Because Linux can build an ext2 execute-in-place
(XIP) file system on a
DCSS block device,
large XIP file systems are now possible.
Compared to sharing large read-only file systems
via DASD or
Minidisk Cache (MDC),
ext2 XIP in DCSS
offers reductions in storage and CPU
utilization.
In the workloads measured for this report,
we saw reductions of
up to 67% in storage consumption,
up to 11% in CPU utilization,
and elimination of nearly all virtual I/O and real I/O.
Further, compared to achieving data-in-memory via large
Linux file caches, XIP in DCSS offers savings in storage,
CPU, and I/O.
Introduction
With z/VM 5.4 the restriction of having to define
Discontiguous Saved Segments (DCSSs)
below 2 GB is removed.
The new support lets a DCSS be defined
in storage up to the 512 GB line.
Though the maximum size of a DCSS remains 2047 MB,
new Linux support lets
numerous DCSSs defined contiguously
be used together as one large block device.
We call such contiguous placement
stacking and we call such DCSSs stacked DCSSs.
The Linux support for this is available from the features branch of the
git390 repository found at
"git://git390.osdl.marist.edu/pub/scm/linux-2.6.git features".
Customers should check with specific distributions' vendors
for information about availability in future distributions.

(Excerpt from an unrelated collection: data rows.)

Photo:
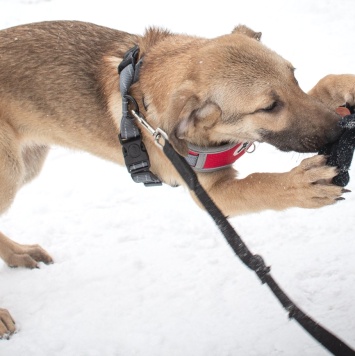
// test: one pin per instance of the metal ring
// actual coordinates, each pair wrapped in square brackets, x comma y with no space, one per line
[132,101]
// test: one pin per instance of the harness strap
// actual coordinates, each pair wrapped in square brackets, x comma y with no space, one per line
[134,151]
[254,262]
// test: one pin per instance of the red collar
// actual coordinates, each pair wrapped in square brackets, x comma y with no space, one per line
[209,159]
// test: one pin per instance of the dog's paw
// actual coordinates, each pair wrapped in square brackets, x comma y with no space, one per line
[28,256]
[310,183]
[7,324]
[335,90]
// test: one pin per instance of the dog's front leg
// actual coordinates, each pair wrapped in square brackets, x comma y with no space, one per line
[305,186]
[7,324]
[16,255]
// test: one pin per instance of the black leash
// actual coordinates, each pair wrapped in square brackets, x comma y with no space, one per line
[254,262]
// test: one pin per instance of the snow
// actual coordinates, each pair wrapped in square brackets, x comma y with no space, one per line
[144,271]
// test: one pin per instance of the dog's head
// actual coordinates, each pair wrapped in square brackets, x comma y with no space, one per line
[231,89]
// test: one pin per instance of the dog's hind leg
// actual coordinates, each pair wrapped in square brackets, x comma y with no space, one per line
[17,166]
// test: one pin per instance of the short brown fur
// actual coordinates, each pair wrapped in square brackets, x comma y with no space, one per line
[59,85]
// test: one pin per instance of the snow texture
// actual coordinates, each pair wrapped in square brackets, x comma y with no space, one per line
[144,272]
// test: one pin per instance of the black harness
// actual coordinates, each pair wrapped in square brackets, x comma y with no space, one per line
[134,151]
[137,163]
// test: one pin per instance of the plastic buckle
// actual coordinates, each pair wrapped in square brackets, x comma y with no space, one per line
[137,161]
[130,57]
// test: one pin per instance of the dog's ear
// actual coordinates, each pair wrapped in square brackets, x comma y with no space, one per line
[244,30]
[190,118]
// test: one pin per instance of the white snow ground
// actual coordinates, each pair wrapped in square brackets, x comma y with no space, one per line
[143,271]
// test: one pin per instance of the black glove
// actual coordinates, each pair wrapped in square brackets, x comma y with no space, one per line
[340,153]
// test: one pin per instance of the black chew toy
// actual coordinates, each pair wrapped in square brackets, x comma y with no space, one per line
[340,153]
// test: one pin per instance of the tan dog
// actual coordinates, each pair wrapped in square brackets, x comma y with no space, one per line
[59,85]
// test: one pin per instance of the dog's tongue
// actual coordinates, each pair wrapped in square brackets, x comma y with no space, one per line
[343,111]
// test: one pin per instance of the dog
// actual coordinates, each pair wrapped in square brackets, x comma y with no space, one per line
[59,85]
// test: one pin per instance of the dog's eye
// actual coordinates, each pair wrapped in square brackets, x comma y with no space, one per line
[271,107]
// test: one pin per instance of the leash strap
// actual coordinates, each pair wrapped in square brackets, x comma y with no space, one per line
[254,262]
[134,152]
[137,162]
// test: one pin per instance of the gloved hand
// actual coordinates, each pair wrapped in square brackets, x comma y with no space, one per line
[340,153]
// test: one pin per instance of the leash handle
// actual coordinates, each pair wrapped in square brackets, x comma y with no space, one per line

This article evaluates the performance benefits when
Linux virtual machines
share read-only data in stacked DCSSs.
This evaluation includes measurements that compare
storing shared read-only data
in a DCSS to
storing shared read-only data on DASD, or
in MDC, or
in the individual servers' Linux file caches.
Background
Both z/VM and Linux have made recent
improvements to enhance their DCSS support for
larger Linux block devices,
Linux filesystems,
and Linux swap devices.
With z/VM 5.4,
a DCSS can be defined
in guest storage up to but not including
512 GB.
For information on how to define a DCSS in CP, see Chapter 1 of
Saved Segments Planning and Administration.
Additionally, Linux has
added support to exploit
stacked DCSSs
as one large block device.
Although z/VM continues to
restrict the size of a DCSS to 2047 MB, this support
removes the 2047 MB size restriction from Linux.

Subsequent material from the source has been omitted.